The idea behind this study originally was [an] early introduction of non-cross resistant chemotherapy. Patients received 4 cycles of slightly dose modified R-CHOP. Cyclophosphamide was administered at 1,000 mg/m2. Vincristine was uncapped and treatment was given every 2 weeks for 4 doses, and then the patients received 3 cycles of ICE chemotherapy. There was a slight modification in the 2nd protocol, but fundamentally the treatment regimen was the same.
What we found was that the long-term results were excellent with about 70% of patients remaining progression-free [and] with an overall survival that was in the range of 75% with very long-term follow-up. But when we undertook an analysis of the data, one of the things we noticed was that the patients who had activated B-cell tumors, or non-germinal center tumors, because this was by the Hans model, had an unexpected superior outcome compared to germinal center tumors.

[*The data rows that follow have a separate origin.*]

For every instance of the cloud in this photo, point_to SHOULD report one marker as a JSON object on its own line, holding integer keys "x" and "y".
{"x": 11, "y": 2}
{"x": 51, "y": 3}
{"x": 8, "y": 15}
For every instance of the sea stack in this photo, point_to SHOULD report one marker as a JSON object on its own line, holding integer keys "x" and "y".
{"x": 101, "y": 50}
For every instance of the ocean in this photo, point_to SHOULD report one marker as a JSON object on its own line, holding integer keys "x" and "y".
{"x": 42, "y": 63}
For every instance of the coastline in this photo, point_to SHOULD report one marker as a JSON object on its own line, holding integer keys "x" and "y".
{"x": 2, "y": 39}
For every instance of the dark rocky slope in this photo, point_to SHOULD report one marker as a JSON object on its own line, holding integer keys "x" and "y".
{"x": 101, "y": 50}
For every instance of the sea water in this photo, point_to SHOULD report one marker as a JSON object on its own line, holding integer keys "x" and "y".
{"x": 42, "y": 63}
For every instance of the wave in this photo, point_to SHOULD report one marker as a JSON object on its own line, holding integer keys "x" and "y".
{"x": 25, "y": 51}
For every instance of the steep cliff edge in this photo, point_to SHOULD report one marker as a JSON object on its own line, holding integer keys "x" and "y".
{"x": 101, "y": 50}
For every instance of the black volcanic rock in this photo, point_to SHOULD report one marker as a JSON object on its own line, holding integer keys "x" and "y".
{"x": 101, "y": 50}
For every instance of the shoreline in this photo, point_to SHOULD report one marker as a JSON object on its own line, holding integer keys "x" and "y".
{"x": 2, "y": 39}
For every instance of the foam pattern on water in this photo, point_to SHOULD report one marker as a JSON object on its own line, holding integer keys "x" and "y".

Now, most studies have shown that non-germinal center large cell lymphoma has an inferior outcome to germinal center large cell lymphoma. But interestingly in this dataset, it was superior for the non-germinal center tumors. We wanted to know if this was a real observation. We undertook a case match control study using the molecular epidemiology resource of the Mayo Clinic/ [University of] Iowa SPORE, and collaborated with our colleagues at the Mayo Clinic and identified a group of patients that were matched for the key clinical variables and found that as expected, the germinal center tumors did a little bit better than the non-germinal center tumors in their R-CHOP treated cohort.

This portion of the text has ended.